Juan González-Vigil

Personal information
- Full name: Juan Diego González-Vigil Bentin
- Date of birth: 18 February 1985 (age 40)
- Place of birth: Lima, Peru
- Height: 1.78 m (5 ft 10 in)
- Position: Striker

Youth career
- 1999: Regatas Lima
- 2000–2001: Alianza Lima

Senior career*
- Years: Team / Apps / (Gls)
- 2002: Deportivo Wanka / 3 / (0)
- 2002–2003: Locomotive Tbilisi / 5 / (1)
- 2003–2005: Alianza Lima / 52 / (15)
- 2005–2007: Málaga B / 27 / (5)
- 2006: → Zulte Waregem (loan) / 3 / (0)
- 2007: → Cienciano (loan) / 18 / (8)
- 2007: Universitario / 16 / (1)
- 2008: Bolognesi / 21 / (13)
- 2008–2010: Alianza Lima / 45 / (3)
- 2010: Cartagena / 8 / (0)
- 2010–2011: Deportivo Quito / 16 / (3)
- 2011: León de Huánuco / 11 / (2)
- 2011: Sporting Cristal / 6 / (0)
- 2012: Universidad San Martín / 15 / (1)
- 2013–2014: Alianza Lima / 28 / (3)
- 2015–2016: Deportivo Municipal / 75 / (6)
- 2018–2019: Sport Boys / 8 / (0)
- 2020: Santos de Nasca / 8 / (0)

International career
- 2007–2010: Peru / 4 / (0)

= Juan González-Vigil =

Peruvian footballer (born 1985)

Juan Diego González-Vigil Bentin (born 18 February 1985) is a Peruvian former professional footballer who played as a striker.

==Club career==
González-Vigil played for Coronel Bolognesi, Málaga, Zulte Waregem and Cienciano.

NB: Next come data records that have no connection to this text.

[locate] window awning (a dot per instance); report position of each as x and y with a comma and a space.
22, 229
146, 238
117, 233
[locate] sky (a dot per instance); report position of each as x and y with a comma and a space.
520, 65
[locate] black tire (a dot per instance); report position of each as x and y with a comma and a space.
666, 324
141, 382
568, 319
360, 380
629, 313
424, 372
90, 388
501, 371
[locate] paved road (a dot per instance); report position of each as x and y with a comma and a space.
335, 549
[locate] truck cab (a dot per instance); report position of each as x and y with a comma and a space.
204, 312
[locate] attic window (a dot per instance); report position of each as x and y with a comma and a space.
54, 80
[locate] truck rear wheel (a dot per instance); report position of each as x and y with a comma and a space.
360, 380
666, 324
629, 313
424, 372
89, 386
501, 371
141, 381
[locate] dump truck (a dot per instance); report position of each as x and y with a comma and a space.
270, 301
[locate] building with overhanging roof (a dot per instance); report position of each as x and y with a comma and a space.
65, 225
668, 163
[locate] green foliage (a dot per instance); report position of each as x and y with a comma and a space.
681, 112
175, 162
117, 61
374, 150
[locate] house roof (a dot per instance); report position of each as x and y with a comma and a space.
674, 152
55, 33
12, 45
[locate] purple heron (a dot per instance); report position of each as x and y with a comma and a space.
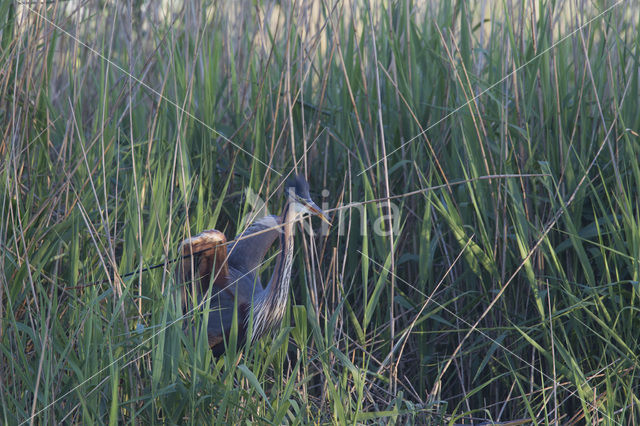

He participated in the UEFA Cup and the Copa Libertadores.

On 24 October 2010, González-Vigil scored a notable goal for Deportivo Quito from a distance of 45 meters away.

After his spell in Ecuador, he decided to go back to Peru. On 2 February 2011, he joined the 2010 runners-up León de Huánuco.

On 3 June 2011, it was announced that González-Vigil joined Sporting Cristal in the middle of the 2011 Torneo Descentralizado season. He signed a contract that lasted until the end of the 2011 season.

==International career==
González-Vigil played for the Peru U20 and Peru U23 sides.

On 11 November 2010, he was called up by the new Peru national team coach Sergio Markarián to play in a friendly match against Colombia. The friendly was played on 17 November 2010 in Bogotá and finished in a 1–1 draw. He came on in the 66th minute replacing José Carlos Fernández.